Tasiilaq, formerly Ammassalik or Angmagssalik (Danish names: Kong Oscars Havn or simply Oscarshavn), is a town on Ammassalik Island in southeastern Greenland, within the municipality of Sermersooq. With 1,985 inhabitants as of 2020, it is the most populous community on the eastern coast, and the seventh-largest town in Greenland. The Sermilik Station, dedicated to the research of the nearby Mittivakkat Glacier, is near the town.

== History ==

===Prehistory to the fifteenth century===
The people of Saqqaq culture were the first to reach eastern Greenland, arriving from the north through what is now known as Peary Land and Independence Fjord, to be surpassed by the Dorset culture. The Norse would have been familiar with the area as the first landmark on the voyage between Iceland's Snæfellsnes peninsula and Greenland. Thule migrations passed through the area in the fifteenth century, finding the southeastern coast uninhabited.

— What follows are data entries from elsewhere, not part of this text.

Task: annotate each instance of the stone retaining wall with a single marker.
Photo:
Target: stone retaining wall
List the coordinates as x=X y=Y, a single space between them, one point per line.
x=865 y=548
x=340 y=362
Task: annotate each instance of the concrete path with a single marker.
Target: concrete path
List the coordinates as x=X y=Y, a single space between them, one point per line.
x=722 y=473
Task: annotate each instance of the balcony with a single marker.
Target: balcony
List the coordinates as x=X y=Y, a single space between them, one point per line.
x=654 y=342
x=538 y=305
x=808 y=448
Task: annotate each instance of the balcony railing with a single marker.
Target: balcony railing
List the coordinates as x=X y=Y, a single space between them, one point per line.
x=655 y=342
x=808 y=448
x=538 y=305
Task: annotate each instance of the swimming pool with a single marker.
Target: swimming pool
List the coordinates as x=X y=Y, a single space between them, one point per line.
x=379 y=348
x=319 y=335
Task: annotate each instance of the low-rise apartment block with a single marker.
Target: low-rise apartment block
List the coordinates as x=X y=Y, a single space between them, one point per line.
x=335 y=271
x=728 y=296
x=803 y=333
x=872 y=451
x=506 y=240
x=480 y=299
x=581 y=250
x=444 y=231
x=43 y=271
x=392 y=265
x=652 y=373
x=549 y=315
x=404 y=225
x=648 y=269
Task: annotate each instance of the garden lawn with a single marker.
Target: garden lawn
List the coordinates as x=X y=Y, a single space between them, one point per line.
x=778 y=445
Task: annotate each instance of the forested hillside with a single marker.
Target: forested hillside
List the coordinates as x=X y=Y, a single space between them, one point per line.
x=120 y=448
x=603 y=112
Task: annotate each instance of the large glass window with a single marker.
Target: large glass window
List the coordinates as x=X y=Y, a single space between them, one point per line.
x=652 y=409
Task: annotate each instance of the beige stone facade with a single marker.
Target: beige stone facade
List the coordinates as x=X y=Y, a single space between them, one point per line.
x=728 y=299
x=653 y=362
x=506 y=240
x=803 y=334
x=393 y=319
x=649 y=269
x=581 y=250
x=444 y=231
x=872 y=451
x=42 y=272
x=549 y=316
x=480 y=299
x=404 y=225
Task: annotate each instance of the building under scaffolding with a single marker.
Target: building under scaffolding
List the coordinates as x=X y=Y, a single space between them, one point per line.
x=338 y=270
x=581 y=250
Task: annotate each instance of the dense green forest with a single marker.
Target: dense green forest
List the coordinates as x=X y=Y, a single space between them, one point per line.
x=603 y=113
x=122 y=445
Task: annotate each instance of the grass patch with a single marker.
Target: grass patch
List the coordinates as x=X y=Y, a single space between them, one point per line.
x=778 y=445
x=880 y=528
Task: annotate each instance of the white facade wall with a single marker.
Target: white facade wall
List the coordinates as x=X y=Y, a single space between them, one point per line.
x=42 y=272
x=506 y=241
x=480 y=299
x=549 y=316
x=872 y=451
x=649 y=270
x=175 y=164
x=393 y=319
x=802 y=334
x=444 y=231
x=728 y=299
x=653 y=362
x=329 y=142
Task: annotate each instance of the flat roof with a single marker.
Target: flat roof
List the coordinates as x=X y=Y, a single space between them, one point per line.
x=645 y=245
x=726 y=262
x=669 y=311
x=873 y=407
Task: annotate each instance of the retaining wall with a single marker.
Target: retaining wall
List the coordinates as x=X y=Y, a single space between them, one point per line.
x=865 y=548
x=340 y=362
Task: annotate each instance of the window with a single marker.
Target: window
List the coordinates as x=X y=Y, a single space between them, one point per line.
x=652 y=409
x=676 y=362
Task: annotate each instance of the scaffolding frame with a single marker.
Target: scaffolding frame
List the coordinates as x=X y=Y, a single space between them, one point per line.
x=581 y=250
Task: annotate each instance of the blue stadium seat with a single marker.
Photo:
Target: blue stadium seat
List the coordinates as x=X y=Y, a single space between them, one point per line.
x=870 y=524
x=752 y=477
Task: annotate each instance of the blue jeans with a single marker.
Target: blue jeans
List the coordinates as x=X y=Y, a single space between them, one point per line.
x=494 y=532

===Eighteenth and nineteenth centuries===
Due to back migrations to the more densely populated western coast, the southeastern coast was deserted for another two hundred years – the region was not settled until late eighteenth century, with the village surviving as the only permanent settlement in the nineteenth century. Population increased however from the 1880s, dispersing over several villages in the area.

In 1884 and 1885, Danish naval captain Gustav Holm led an expedition in the area, marking the area's first connections with Europe. By the mid 1880s, about 400 people lived in the village, which faced the challenges of "vanishing resources, malnutrition, and disease".'

The permanent settlement was founded in 1894 as a Danish trading station. The town was previously known as Ammassalik (old spelling: Angmagssalik), meaning "the place with the Ammassat".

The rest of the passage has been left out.